Nayan H. Desai (22 February 1946 – 12 October 2023) was a Gujarati language poet from Gujarat, India. His significant work includes Manas Urfe Reti Urfe Dariyo (1979), Mukam Post Manas (1983), and Dhoop Ka Saya (ghazals in Urdu). He received the Kalapi Award in 2013 and the Kavishwar Dalpatram Award in 2016.

== Biography ==
Desai was born on 22 February 1946 in Kathodara, a town now in the Surat district, to Harshadray and Indumatiben. His family belonged to Valod. After completing his SSC in 1965, he worked in a diamond factory for 14 years. In 1980, he joined Gujarat Mitra, a Gujarati daily, as a sub-editor. He was retired.

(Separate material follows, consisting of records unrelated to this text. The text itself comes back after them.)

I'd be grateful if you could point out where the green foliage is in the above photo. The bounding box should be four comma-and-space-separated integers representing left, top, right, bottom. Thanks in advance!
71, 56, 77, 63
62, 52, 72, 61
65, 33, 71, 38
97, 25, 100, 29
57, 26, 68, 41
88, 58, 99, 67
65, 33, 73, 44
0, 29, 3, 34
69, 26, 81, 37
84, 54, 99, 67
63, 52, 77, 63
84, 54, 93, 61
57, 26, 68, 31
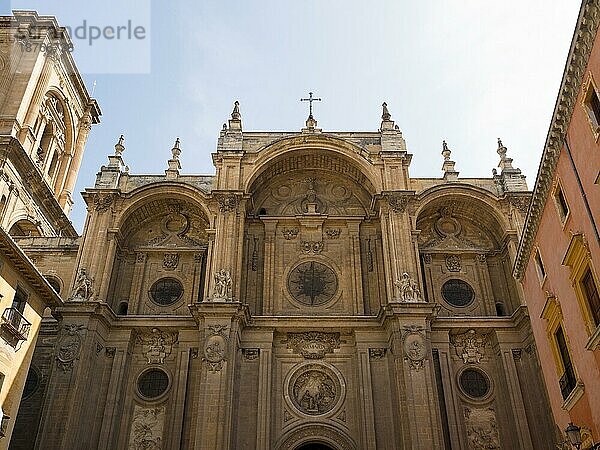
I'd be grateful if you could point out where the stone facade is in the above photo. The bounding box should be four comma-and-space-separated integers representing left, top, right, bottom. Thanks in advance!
8, 95, 558, 449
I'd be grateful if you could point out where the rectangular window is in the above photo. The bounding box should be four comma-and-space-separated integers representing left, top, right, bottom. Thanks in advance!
555, 326, 576, 400
535, 249, 546, 282
590, 88, 600, 125
581, 268, 600, 327
554, 183, 570, 223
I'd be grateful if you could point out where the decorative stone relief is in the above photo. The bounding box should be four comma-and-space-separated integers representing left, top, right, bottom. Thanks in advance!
325, 228, 341, 239
251, 237, 259, 271
300, 241, 324, 254
203, 325, 228, 372
162, 253, 179, 270
282, 228, 299, 240
242, 348, 260, 360
476, 253, 487, 263
136, 328, 178, 364
105, 347, 116, 358
509, 196, 530, 215
451, 329, 488, 364
403, 325, 427, 371
284, 332, 341, 359
136, 253, 146, 264
387, 192, 414, 214
422, 253, 432, 264
366, 238, 374, 272
211, 269, 232, 301
288, 364, 341, 415
214, 193, 240, 213
93, 193, 113, 212
369, 348, 386, 360
394, 272, 423, 302
128, 405, 165, 450
56, 324, 85, 372
445, 254, 462, 272
69, 268, 94, 301
463, 407, 501, 450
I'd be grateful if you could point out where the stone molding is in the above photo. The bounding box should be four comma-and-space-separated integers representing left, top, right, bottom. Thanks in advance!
515, 1, 600, 279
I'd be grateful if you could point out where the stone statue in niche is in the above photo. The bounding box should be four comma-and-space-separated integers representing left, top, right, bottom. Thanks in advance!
70, 268, 94, 301
394, 272, 423, 302
211, 269, 232, 301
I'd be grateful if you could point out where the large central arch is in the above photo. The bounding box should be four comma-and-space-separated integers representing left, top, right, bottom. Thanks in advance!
277, 424, 356, 450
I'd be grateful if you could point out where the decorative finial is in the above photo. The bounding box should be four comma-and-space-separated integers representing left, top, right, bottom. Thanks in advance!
300, 91, 322, 120
114, 134, 125, 156
171, 137, 181, 160
442, 140, 451, 160
382, 102, 391, 120
497, 137, 507, 160
231, 101, 240, 120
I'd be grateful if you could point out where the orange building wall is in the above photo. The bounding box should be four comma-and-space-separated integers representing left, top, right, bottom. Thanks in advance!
522, 27, 600, 439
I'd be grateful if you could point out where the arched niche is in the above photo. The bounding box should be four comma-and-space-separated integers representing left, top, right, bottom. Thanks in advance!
416, 194, 520, 317
8, 219, 42, 237
242, 149, 385, 316
106, 196, 210, 315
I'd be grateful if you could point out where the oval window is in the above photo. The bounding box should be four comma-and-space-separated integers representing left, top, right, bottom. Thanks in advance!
149, 278, 183, 306
441, 279, 474, 307
459, 368, 490, 398
137, 368, 170, 399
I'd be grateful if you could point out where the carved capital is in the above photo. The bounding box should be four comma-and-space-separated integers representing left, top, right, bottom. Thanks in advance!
385, 191, 415, 214
213, 192, 241, 213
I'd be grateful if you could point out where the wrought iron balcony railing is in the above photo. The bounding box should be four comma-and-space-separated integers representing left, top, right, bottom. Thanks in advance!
0, 308, 31, 349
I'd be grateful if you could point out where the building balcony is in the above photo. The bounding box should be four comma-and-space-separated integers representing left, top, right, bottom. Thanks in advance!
0, 308, 31, 349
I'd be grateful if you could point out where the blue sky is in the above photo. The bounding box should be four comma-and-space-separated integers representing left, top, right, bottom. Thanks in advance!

He married Shashi in 1990. He died on 12 October 2023 in Surat.

== Works ==
His first poetry collection Manas Urfe Reti Urfe Dariyo (1979) has 58 poems which are mostly ghazals and some are songs. His second collection Mukam Post Manas (1982) has 56 poems. These two collections are experimental and include variety. These poems depict loneliness and separation of modern humans. A person affected and tormented by pain is a central theme of his poetry. He later published Angali Vadhine Mokalu (1984), Anushthan and Samandar Baj Manas. All these collections were collected and published as Nayan na Moti (2005). Dhoop Ka Saya has ghazals in Urdu.

== Recognition ==
His Mukam Post Manas (1982) was awarded by the Gujarati Sahitya Parishad and his Dhoop Ka Saya was awarded by the Urdu Sahitya Akademi. The Indian National Theatre awarded him the Kalapi Award in 2013 for his significant contribution to Gujarati ghazal poetry. He received the Kavishwar Dalpatram Award in 2016 for his contribution to Gujarati poetry.